Even years after his retirement, the tinny wavelengths of the wireless would often include a local play-by-play announcer reminisce when Everett came to town: “Ooh boy, that Stabby Myrvang sure could drag a bunt down the third base line, couldn’t he?”
But back to the present.
This New Westminster powerhouse was better funded than the rest of the league combined, attracting top West Coast talent with superior salaries and developing state of the art training techniques such as “not smoking a full pack of Lucky Strikes before each game” and “eating a vegetable.” New West’s cash flow was largely due to their benefactor running a hugely profitable operation of rum running from Canada into the US, which was compounded by the fact that much of their supply went to other CBL teams, often right before game time.
In fact, our boy Stabby would later transfer to New Westminster under mysterious circumstances. Those familiar assumed they were paying him unprecedented money from their extensive prohibition network; while he was a slightly-above-average seventh batter up with a wicked arm who never hesitated to sacrifice his body for the play, it was rumored he was mostly valuable to the Capitols’ brass for his adeptness at stabbing those who opposed their racket.
The New Westminster victims were these:
From the Pacific Division…
Port Angeles Juan-De-Rers
Nanaimo Bilge Garglers
Sunshine Coast Fjordsquatches
North Shore Lumber Dunces
Bellingham Pig Punchers
Ballard Pukey Swedes
Tacoma Tugboats
And, from the Interior Division:
Spokane Wobblies
Walla Walla Beer
Pendleton Fightin’ Sugar Tits
Okanogan Border Bandits
Okanagan Ooogo Poogos
Kootenay Gajillionaires
Kamloops Whiskeyjacks
There was ostensibly an official CBL team up in Williams Lake too, but they were forced to fold after two back-to-back undefeated championship seasons. This decision was made not due to an unrivalled, illegally-obtained dominance from Williams Lake (known colloquially as the “Reminderers” because they had to keep reminding other teams they existed), but rather because no visiting club’s transport could make it that far without breaking down en route. This meant each Williams Lake home game resulted in a forfeit victory. Technically speaking, the Reminderers still hold the all-time win-loss record. (The other clubs will dispute this if you bring it up.)
And, of course, the Victoria Crown Colonists and YOUR Everett Flabbergasters.

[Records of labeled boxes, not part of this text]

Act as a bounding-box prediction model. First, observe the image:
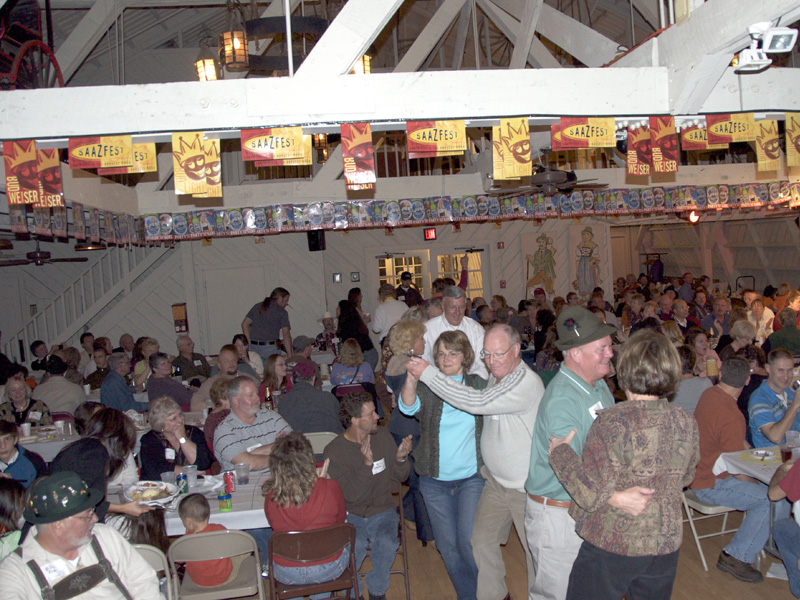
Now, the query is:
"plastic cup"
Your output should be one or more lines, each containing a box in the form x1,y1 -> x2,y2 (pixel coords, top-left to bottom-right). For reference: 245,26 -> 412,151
233,463 -> 250,485
183,465 -> 197,487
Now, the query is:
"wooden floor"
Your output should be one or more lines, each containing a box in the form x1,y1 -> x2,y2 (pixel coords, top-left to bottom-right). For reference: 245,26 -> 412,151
386,513 -> 794,600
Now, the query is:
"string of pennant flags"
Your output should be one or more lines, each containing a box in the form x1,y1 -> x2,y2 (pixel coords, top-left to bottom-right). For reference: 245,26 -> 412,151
9,181 -> 800,245
3,113 -> 800,244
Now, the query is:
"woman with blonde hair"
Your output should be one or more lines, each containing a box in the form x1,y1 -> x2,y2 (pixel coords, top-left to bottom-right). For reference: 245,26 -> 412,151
262,431 -> 348,599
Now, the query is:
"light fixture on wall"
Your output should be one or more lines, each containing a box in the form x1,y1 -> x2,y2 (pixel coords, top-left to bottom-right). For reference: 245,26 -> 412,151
732,21 -> 797,73
194,29 -> 221,81
219,0 -> 249,71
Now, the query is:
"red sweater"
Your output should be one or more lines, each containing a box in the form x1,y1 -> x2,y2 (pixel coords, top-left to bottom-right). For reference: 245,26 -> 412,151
264,479 -> 347,567
186,523 -> 233,587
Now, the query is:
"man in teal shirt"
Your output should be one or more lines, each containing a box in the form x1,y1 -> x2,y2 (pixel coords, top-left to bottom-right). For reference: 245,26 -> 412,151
525,306 -> 652,600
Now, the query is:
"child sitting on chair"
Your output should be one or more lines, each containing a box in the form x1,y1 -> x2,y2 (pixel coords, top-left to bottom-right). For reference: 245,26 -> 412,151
178,494 -> 236,587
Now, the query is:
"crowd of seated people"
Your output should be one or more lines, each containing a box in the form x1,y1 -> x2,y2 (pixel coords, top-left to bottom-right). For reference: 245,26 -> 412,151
0,274 -> 800,600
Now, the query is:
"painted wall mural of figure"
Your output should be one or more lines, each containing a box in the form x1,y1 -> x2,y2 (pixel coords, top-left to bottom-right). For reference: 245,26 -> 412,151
525,233 -> 556,298
572,227 -> 602,297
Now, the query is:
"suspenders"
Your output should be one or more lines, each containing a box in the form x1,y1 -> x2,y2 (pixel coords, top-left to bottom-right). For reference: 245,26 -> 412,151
14,536 -> 133,600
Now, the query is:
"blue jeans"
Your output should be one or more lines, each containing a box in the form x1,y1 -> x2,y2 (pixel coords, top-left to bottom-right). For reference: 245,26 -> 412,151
347,508 -> 400,596
694,476 -> 790,564
419,473 -> 485,600
270,544 -> 350,600
772,519 -> 800,598
392,432 -> 434,542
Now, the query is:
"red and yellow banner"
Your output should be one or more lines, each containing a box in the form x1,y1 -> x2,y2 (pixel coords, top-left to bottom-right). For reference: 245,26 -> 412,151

And then, in the Interior Division, flummoxing everyone, the Methow Valley Rail Men. The Rail Men were an enigma for multiple reasons, not the least of which being that there was no railroad in all of the Methow Valley. Nobody knew why they were called that, including the Rail Men themselves.
Years prior, there had been construction of a railroad nearby-ish that had required men to build it, but if anything that was in the Okanogan team territory. The generally agreed-upon lore between the team members and community — not so much because it was compelling, but rather because they had to come up with something in the face of no better explanation — was that the founders of this club had been former railroad workers from the Okanogan who left for the Methow when their time was done. Although we can’t be sure, in reality the more likely case is that the founding Rail Men just got gnarly drunk one Thursday after a game and started calling themselves that because drunk young men are, in scientific terms, “idiots.”
These were the victims of the New Westminster Capitals.
And these are their 100% true, never made-up, absolutely not fictional, completely real, always historically accurate stories.